Heppell wants students in the clinic to learn client-centered lawyering approaches as well.

“Our clients are going to know their own lives better than we as their lawyers ever could,” he says. “An important part of this clinic will be teaching students about client counseling in ways that are empowering for our clients. The work is as much about gathering information and working through problems together as it is about researching legal issues and providing legal advice. I’m also eager for our students to learn a lot from our clients in addition to the service provision aspect of their work.”

Ultimately, the clinic aims to prepare students for real-world legal practice by modeling professional excellence and following the same best practices for client service that their future employers will expect.

“A core value of clinical legal education is that students, working under the supervision of their clinical instructor, are providing high-quality legal services to their clients,” he says. “The expectation is that our clients will receive the same level of thoughtful advice and talented advocacy that they would get working with licensed attorneys from a legal aid office or private law firm.”

Kevin Curtis, LCSW, who serves as director of operations at the Crisis Care Center, looks forward to having both Heppell and clinic students in the building soon.

“We’re grateful to our community partners for the time and expertise they’ll be providing to individuals in our center. With their help, we can create an experience for our guests that validates the struggles they face and helps them get started on a path towards resolution,” he says. “For people who feel overwhelmed by all the big and little things, these on-site connections are critical.”

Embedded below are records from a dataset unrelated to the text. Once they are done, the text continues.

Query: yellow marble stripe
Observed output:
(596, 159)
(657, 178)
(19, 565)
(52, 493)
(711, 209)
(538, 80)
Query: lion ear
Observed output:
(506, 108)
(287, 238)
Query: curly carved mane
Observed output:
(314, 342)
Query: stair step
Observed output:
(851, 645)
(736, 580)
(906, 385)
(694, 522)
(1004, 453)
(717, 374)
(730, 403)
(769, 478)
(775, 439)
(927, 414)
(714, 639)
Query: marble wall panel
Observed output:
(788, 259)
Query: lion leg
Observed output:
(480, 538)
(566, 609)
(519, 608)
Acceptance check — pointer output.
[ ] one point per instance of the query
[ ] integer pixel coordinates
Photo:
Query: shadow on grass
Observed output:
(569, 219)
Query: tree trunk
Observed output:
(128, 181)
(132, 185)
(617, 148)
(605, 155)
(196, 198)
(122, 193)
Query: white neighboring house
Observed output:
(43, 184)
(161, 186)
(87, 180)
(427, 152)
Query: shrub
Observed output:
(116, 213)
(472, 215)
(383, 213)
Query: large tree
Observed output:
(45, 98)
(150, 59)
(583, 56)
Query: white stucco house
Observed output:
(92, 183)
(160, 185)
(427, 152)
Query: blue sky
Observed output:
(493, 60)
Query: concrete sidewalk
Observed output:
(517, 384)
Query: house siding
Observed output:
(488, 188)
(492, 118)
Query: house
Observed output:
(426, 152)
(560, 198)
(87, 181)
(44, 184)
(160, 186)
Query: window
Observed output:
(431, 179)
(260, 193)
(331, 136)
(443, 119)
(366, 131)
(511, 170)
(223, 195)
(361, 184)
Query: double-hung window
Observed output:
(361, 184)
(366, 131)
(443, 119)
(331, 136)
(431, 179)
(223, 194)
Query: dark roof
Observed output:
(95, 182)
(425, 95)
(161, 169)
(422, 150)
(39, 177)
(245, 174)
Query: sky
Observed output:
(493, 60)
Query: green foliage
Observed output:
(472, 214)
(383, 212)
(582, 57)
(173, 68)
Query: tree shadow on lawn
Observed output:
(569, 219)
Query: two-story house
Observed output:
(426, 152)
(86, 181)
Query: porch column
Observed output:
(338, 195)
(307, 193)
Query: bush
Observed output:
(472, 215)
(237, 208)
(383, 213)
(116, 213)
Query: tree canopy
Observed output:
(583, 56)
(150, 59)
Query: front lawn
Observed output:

Looking for potential growth opportunities

Heppell hopes that the Mental Health Legal Clinic can grow over time, and he is looking forward to working with the Huntsman Mental Health Institute team and Utah Law clinical faculty to start building it.

“Once we launch this initial iteration of the clinic, I’m interested in exploring other partnerships to expand the clinic’s role. I think there are opportunities for partnering with other schools within the university, like finding ways to include social work students or public health students in our work. And there’s a significant value in partnering with other organizations in the community as well,” he says. “The law clinic is not going to be able to meet all of the legal needs of every patient who comes through the doors of the crisis care center, so building capacity through those kinds of partnerships is something that can magnify the impact of our work.”

And the clinic isn’t the only aspect of Utah Heppell is enthusiastic about.

“My wife and I have a three-year-old and a one-year-old, so I’m really looking forward to getting outside and going on some fun adventures with them,” he says. “The move from Chicago to Salt Lake City will be a big change, and I’m excited to explore everything that this great community has to offer. And, after growing up near Vancouver but spending the past 10 years in the Midwest, I’m excited to finally be close to the mountains again!”